Ser  enterrado  vivo  es,  fuera  de  toda  discusión,  el  más  terrible  de  los  extremos  que
jamás  haya  caído  en  suerte  al  simple  mortal.  Que  ha  caído  con  frecuencia,  con  mucha
frecuencia, nadie capaz de pensar lo negará. Los límites que separan la Vida de la Muerte
son, en el mejor de los casos, vagos e indefinidos. ¿Quién puede decir dónde termina una y
dónde  empieza  la  otra?  Sabemos  que  hay  enfermedades  en  las  cuales  se  produce  una
cesación total de las funciones aparentes de la vida, y, sin embargo, esa cesación es una
simple  suspensión  para  darle  su  justo  nombre.  Hay  tan  sólo  pausas  temporarias  en  el
incomprensible mecanismo. Transcurrido cierto período, algún misterioso principio oculto
pone de nuevo en movimiento los mágicos piñones y las ruedas de hechicería. La cuerda de
plata  no  estaba  suelta  para  siempre,  ni  irreparablemente  roto  el  vaso  de  oro.  Pero,
entretanto, ¿dónde se hallaba el alma?
Sin  embargo,  fuera  de  la  inevitable  conclusión  a  priori  de  que  tales  causas  deben
producir tales efectos, de que los bien conocidos casos de vida en suspenso deben provocar
naturalmente, una y otra vez, prematuros entierros, fuera de esta consideración tenemos el
testimonio  directo  de  la  experiencia  médica  y  vulgar  para  probar  que  realmente  un  gran
número  de  estas  inhumaciones  se  lleva  a  cabo.  Yo  podría  referir  de  inmediato,  si  fuera
necesario,  cien  ejemplos  bien  probados.  Uno  de  características  muy  notables,  y  cuyas
circunstancias quizá se conserven frescas todavía en la memoria de algunos de mis lectores,
aconteció  no  hace  mucho  en  la  vecina  ciudad  de  Baltimore,  donde  provocó  una  penosa,
intensa  y  dilatada  conmoción.  La  mujer  de  uno  de  los  más  respetables  ciudadanos  —
abogado  eminente  y  miembro  del  Consejo—  fue  atacada  por  una  súbita  e  inexplicable
enfermedad que burló el ingenio de sus médicos. Después de mucho padecer murió, o se
supone que murió. Nadie sospechó, a decir verdad, ni había razón para sospechar, que no
estaba realmente muerta. Presentaba todas las apariencias comunes de la muerte. El rostro
tenía  el  habitual  contorno  contraído,  sumido.  Los  labios  mostraban  la  habitual  palidez
marmórea.  Los  ojos  carecían  de  brillo.  Faltaba  el  calor.  Las  pulsaciones  habían  cesado. Durante tres días el cuerpo estuvo sin enterrar, y en ese tiempo adquirió una rigidez pétrea.

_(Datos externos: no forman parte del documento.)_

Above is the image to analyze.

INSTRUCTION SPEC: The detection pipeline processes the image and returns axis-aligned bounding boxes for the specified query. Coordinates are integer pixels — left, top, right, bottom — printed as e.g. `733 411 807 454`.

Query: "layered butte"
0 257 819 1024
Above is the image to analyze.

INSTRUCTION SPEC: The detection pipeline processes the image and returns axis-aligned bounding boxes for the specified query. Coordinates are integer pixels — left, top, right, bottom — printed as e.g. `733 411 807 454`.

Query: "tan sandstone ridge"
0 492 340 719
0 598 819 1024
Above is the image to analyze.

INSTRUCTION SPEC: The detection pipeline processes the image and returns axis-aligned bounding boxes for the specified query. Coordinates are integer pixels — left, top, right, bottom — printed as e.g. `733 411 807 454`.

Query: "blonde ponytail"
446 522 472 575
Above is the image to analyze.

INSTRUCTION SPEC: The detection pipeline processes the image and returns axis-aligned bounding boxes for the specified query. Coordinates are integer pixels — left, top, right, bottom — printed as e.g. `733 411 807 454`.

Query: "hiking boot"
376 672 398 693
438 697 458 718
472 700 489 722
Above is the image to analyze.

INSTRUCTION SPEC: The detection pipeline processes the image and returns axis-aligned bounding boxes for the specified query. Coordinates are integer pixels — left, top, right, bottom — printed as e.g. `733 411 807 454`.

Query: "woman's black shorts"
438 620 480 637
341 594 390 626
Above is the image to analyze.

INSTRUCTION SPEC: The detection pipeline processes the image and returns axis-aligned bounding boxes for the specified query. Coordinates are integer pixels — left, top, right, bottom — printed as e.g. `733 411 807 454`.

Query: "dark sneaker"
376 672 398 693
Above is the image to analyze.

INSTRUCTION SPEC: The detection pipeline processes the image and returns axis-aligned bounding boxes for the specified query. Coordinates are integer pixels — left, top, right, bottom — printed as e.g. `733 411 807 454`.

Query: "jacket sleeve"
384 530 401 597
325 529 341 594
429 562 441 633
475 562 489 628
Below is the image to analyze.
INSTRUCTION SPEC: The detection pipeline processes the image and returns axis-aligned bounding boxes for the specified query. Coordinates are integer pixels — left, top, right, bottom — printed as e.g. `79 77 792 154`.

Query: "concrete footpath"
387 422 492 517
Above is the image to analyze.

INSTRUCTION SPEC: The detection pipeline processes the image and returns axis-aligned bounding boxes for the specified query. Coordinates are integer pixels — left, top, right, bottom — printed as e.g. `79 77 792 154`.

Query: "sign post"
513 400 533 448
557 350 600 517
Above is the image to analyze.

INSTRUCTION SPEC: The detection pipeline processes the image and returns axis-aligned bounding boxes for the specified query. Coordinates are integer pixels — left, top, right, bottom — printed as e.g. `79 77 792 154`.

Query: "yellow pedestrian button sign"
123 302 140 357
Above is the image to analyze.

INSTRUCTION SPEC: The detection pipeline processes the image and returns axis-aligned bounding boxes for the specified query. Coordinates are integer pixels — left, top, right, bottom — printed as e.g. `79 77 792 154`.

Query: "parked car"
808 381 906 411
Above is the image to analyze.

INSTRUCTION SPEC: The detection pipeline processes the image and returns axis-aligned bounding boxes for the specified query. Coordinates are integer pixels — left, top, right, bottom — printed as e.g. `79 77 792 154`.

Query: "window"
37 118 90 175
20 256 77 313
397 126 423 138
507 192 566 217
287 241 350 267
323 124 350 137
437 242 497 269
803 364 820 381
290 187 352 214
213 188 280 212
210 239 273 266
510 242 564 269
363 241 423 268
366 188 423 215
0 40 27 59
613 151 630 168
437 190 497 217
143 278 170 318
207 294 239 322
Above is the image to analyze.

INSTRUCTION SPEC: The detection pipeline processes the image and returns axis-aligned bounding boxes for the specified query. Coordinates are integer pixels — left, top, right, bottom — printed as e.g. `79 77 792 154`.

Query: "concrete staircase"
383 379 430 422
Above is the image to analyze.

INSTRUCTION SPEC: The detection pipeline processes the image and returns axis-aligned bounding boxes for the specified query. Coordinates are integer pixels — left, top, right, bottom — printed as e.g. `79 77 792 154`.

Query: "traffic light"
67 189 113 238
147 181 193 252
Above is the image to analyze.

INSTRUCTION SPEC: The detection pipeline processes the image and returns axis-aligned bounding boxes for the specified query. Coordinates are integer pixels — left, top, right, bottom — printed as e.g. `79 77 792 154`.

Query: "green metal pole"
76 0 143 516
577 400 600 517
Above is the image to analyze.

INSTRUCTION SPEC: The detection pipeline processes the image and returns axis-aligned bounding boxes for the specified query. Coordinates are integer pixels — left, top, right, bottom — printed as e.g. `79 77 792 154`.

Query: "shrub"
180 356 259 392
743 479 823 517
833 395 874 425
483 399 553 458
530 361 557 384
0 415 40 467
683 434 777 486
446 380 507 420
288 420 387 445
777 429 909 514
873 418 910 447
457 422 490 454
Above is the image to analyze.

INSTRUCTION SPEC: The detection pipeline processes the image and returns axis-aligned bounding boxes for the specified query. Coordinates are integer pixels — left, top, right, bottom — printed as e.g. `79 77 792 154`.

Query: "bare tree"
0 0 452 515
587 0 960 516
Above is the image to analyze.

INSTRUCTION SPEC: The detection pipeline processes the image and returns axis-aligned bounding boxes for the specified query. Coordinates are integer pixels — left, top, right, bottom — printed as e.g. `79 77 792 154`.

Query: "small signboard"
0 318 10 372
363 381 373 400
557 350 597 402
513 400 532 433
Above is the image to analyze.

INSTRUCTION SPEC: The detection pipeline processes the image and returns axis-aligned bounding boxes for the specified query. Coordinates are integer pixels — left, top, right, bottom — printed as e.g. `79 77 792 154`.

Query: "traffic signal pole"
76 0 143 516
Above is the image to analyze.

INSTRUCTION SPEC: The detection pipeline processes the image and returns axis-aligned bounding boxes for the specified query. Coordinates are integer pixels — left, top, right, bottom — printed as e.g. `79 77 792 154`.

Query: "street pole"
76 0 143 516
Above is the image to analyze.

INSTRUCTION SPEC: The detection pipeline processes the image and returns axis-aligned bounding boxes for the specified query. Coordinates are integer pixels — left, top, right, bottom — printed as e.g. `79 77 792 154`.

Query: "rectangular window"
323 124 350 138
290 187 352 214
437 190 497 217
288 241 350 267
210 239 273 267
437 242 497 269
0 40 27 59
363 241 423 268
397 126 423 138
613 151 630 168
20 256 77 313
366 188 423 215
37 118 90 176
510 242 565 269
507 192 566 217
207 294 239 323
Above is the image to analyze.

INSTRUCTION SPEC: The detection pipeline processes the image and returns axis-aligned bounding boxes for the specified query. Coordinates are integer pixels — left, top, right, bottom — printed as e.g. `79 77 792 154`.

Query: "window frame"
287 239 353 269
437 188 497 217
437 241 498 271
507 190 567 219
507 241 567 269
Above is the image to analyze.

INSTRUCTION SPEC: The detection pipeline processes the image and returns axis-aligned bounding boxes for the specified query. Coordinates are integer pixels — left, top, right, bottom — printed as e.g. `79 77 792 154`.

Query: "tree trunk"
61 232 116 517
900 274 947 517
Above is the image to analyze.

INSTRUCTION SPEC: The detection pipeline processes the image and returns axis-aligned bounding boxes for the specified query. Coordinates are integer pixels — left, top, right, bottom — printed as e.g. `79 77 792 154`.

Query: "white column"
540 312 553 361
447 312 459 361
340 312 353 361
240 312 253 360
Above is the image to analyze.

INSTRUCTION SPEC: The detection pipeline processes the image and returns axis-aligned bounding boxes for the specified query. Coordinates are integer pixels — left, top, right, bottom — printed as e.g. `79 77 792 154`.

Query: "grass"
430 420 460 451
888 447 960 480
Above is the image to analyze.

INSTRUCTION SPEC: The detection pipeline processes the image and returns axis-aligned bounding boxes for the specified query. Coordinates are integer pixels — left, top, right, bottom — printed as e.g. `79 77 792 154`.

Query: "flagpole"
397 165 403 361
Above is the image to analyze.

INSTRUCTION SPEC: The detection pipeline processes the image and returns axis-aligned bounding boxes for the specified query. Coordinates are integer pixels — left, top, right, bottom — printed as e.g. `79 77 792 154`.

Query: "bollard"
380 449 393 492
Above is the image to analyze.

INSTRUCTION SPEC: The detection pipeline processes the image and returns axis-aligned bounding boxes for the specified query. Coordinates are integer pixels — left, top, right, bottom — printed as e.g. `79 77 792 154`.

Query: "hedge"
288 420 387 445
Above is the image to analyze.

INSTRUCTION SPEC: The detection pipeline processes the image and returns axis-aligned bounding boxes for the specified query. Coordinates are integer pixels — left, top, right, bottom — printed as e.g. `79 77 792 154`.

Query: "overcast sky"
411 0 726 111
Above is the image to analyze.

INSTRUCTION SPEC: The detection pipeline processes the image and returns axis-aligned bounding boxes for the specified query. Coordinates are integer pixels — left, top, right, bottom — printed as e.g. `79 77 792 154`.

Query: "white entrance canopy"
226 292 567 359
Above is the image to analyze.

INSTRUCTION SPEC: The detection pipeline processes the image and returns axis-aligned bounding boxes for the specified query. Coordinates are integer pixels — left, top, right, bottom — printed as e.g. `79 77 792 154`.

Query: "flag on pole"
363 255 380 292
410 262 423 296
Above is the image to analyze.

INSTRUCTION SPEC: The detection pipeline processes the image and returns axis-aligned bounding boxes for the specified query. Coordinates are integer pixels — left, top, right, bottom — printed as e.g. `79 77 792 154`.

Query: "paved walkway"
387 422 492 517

El  funeral,  en  suma,  fue  apresurado  a  causa  del  rápido  avance  de  lo  que  se  supuso  era
descomposición.
La señora fue depositada en la bóveda familiar, que permaneció cerrada durante los tres
años siguientes. Al expirar este plazo fue abierta para la recepción de un sarcófago; mas,
¡ah!,  ¡qué  espantoso  choque  aguardaba  al  marido  cuando  abrió  en  persona  la  puerta!  Al
empujar los batientes, un objeto vestido de blanco cayó rechinando en sus brazos. Era el
esqueleto de su mujer con la mortaja todavía puesta.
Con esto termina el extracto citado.